Monday, July 25, 2011

Another Ambassador?

On a positive note, the House Foreign Affairs Committee passed a bipartisan amendment sponsored by Engel and Mack that calls on the State Department to open embassies in five small Caribbean countries — Antigua and Barbuda, Dominica, St. Lucia, St. Kitts and Nevis and St. Vincent and the Grenadines — where the United States has no diplomatic missions.
Under this amendment, five of the more than 800 U.S. diplomats currently serving in Afghanistan and Iraq would open one-person missions in these countries as they are phased out from their current posts in coming years, at no cost to taxpayers. Cuba and Venezuela already have embassies in these small Caribbean nations.
My opinion: The Republican-controlled House Foreign Affairs Committee, presided over by Rep. Ileana Ros Lehtinen, R-Miami, lost its marbles by calling for cutting U.S. funds to the OAS.
The OAS is one of the few places where Washington can sit together with most countries in the region, friends and foes alike.
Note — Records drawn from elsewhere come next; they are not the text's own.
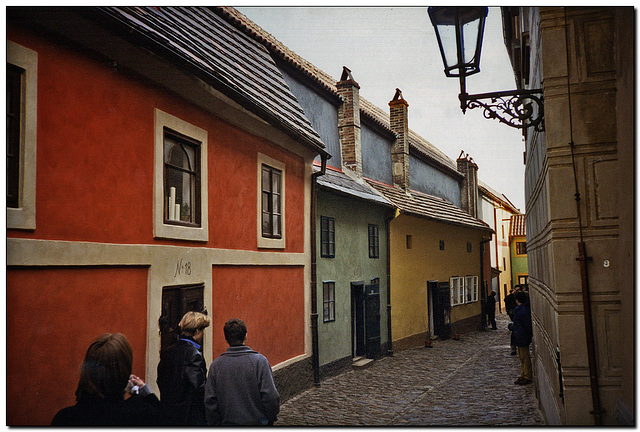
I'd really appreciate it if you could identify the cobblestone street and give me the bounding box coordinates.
[276,313,545,426]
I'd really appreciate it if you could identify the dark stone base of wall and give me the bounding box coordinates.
[393,331,429,351]
[452,314,483,335]
[319,355,352,380]
[274,344,396,402]
[272,356,314,403]
[392,315,482,351]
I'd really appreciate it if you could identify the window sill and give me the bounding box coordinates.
[154,223,208,242]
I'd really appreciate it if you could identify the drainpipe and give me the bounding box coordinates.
[385,214,395,356]
[480,236,492,330]
[310,155,327,386]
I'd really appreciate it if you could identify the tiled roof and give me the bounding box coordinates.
[367,181,493,232]
[316,166,394,208]
[217,6,460,176]
[99,6,326,155]
[510,214,526,237]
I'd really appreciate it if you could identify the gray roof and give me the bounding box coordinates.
[316,167,394,208]
[367,181,493,232]
[98,6,327,156]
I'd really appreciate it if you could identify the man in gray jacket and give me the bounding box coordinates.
[204,318,280,425]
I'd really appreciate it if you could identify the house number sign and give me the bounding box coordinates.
[174,258,192,277]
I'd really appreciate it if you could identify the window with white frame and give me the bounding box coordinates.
[450,277,464,306]
[450,275,478,306]
[465,275,478,303]
[7,41,38,230]
[257,153,286,249]
[154,109,208,242]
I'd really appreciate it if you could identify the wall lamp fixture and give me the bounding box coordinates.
[428,6,544,131]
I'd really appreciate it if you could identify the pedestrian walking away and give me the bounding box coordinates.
[205,318,280,426]
[487,291,497,329]
[157,311,211,425]
[51,333,166,426]
[509,292,533,385]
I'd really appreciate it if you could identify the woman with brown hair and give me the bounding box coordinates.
[51,333,165,426]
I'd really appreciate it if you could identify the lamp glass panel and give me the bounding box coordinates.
[461,19,480,68]
[437,23,459,70]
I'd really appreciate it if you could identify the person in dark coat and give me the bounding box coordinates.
[505,287,518,354]
[509,291,533,385]
[51,333,166,426]
[486,291,497,329]
[505,287,518,319]
[157,311,211,425]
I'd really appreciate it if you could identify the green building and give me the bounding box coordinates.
[509,214,528,288]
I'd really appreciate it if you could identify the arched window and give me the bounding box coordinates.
[164,130,200,226]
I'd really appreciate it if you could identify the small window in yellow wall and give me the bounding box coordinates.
[450,277,463,306]
[516,241,527,256]
[464,276,478,303]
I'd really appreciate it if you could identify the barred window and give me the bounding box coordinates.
[321,216,335,258]
[516,241,527,255]
[368,224,379,258]
[261,164,282,238]
[323,281,335,322]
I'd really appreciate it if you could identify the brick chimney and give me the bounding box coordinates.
[389,89,410,191]
[337,67,362,176]
[457,151,479,218]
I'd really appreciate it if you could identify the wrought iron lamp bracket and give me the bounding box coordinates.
[460,89,545,131]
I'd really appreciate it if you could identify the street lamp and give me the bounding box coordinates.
[428,6,544,131]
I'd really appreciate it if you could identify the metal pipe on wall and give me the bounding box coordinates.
[310,155,327,386]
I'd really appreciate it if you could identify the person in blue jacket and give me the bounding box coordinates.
[510,291,533,385]
[205,318,280,425]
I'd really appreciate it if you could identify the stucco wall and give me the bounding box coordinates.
[7,267,149,425]
[211,265,306,365]
[279,68,341,167]
[409,155,462,207]
[361,124,394,185]
[525,6,632,425]
[316,189,391,366]
[510,236,529,287]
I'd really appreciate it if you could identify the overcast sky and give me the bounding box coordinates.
[236,6,526,211]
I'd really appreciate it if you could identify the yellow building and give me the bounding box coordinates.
[369,180,493,349]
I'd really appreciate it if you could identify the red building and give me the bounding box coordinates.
[7,7,328,425]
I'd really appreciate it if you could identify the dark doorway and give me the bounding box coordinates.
[159,283,205,352]
[351,281,365,358]
[364,280,381,359]
[431,281,451,339]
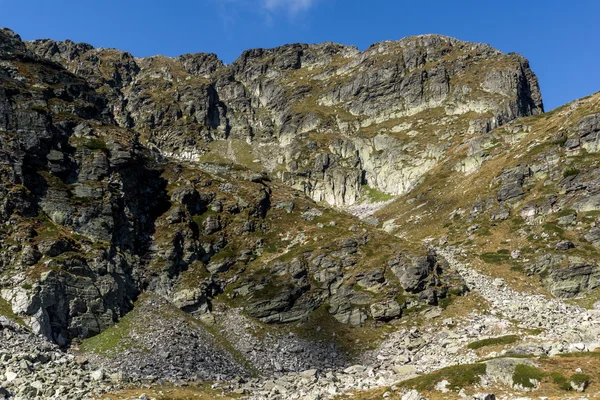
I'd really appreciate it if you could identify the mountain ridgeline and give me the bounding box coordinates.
[27,33,543,206]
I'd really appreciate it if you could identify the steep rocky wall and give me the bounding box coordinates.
[27,34,544,207]
[0,28,170,343]
[0,28,471,348]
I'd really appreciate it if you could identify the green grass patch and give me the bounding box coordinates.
[361,185,394,203]
[563,167,581,178]
[80,302,148,356]
[550,372,571,391]
[83,138,108,152]
[401,363,486,391]
[512,364,545,388]
[0,297,25,326]
[543,222,565,234]
[467,334,520,350]
[479,252,510,264]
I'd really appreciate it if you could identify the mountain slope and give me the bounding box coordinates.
[0,27,465,359]
[376,91,600,302]
[2,25,600,400]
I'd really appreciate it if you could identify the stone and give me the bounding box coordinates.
[547,264,600,298]
[472,395,496,400]
[393,365,417,376]
[343,365,367,374]
[434,379,450,393]
[5,371,17,383]
[402,390,424,400]
[555,240,575,251]
[90,369,104,381]
[484,358,537,387]
[497,184,524,202]
[570,379,589,392]
[370,300,402,321]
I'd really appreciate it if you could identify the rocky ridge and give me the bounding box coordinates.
[27,34,543,207]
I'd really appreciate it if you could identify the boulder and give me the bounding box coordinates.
[547,264,600,298]
[370,300,402,321]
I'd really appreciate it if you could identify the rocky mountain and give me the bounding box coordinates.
[27,34,542,207]
[0,26,599,400]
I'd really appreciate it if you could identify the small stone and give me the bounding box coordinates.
[402,389,424,400]
[5,371,17,383]
[393,365,417,376]
[555,240,575,251]
[90,369,104,381]
[343,365,367,374]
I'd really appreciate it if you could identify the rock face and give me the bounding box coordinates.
[27,34,543,207]
[547,264,600,298]
[13,25,600,400]
[0,28,469,349]
[0,27,160,344]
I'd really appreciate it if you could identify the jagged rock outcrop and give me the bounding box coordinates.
[27,34,543,207]
[0,28,471,350]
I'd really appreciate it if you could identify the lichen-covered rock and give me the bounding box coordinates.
[546,264,600,298]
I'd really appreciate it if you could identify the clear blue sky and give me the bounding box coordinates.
[1,0,598,110]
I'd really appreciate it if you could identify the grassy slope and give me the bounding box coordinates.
[375,91,600,294]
At a time when China and the European Union are playing a growing role in the region — the Europeans in recent years created the Ibero-American Community of Nations in a little-disguised move to compete with the OAS — withdrawing from the OAS doesn’t make any sense.
Granted, the OAS is a monument to diplomatic frivolity and political theater, but it’s a much-needed forum for the smallest countries in the region, and Washington needs it more than some of its foes.